「ひぐらし」小説版第三編の上巻です。編が変わるごとに様相を変えて繰り広げられる不気味な事件の数々。いわゆる「萌えキャラ」を巧みに利用した、日常と惨劇との落差。その衝撃度は相変わらずの素晴らしさで、シナリオ的には、なかなかお目にかかることのできない傑作に仕上がっています。ギャルゲー的展開の前半部はやや食傷気味な気もしますが、ファンなら文句なしでしょう。
しかし、高い……(涙)。
「ひぐらし」は本格推理、メタミステリなどの側面も有していますが、分類的には明らかにライトノベルの範疇に入ります(講談社さんは『ライトノベル』という呼称を頑として使おうとしませんが)。文章、ギャルゲー的前半部から見ても間違いない。そんなライトノベルで一冊1500円オーバーって……高すぎるのもまた間違いのない事実です。

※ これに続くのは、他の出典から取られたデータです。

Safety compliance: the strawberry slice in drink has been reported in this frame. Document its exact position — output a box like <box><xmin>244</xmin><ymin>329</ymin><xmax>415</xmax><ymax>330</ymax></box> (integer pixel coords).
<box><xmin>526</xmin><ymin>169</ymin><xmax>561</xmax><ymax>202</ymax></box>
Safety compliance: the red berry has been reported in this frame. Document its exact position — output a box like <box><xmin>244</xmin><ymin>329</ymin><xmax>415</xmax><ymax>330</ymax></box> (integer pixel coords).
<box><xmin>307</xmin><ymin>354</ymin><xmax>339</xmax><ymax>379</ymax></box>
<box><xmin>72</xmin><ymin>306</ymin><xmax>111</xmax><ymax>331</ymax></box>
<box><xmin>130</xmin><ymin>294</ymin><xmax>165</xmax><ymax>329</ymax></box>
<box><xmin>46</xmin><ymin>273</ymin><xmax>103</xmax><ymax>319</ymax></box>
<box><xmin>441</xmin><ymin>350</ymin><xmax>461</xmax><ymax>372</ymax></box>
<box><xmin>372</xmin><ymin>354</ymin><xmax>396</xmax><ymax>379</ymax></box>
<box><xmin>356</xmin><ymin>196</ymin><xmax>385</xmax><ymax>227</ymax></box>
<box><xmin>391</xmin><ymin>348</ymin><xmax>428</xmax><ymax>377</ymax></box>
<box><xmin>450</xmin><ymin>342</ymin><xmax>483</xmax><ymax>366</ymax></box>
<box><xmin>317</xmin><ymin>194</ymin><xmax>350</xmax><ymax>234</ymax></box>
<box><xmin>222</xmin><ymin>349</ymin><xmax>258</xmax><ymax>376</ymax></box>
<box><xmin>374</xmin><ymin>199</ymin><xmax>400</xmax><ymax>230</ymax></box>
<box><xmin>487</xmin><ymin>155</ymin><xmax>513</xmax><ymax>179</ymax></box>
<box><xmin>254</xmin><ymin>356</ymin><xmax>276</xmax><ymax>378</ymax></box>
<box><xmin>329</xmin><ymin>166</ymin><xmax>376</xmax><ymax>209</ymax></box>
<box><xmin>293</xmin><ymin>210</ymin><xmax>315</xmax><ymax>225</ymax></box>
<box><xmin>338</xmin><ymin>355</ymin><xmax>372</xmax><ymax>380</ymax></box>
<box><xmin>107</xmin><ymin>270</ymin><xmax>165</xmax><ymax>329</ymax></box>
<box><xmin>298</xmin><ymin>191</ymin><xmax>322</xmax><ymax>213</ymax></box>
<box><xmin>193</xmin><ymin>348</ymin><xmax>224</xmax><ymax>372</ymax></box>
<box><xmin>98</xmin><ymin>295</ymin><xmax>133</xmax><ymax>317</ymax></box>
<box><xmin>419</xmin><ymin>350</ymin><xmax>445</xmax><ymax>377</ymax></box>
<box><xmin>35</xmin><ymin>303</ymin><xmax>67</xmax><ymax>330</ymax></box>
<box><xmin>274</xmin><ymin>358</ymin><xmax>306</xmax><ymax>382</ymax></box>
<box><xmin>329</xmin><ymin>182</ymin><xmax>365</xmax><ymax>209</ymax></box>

これはライトノベルではない! これぞ小説だ! と言い張ったとしても――同じ講談社の本格推理の傑作、綾辻行人御大の「暗黒館の殺人・文庫版(一)」などは781円なのです。「ひぐらし」購入者は若者が多い事実から考えても、箱になど入れず文庫にして、800円程度に抑えるのが出版社の良識ではないでしょうか? 第一編上巻だけを安くして購入させ、急に値段を吊り上げて金を稼ぐ……そんな嫌な姿がちらちら見えるのは気のせいでしょうか?
もし「解答編」も同じ体裁で出し続けるのならば……ちょっと購入は考えさせていただきます。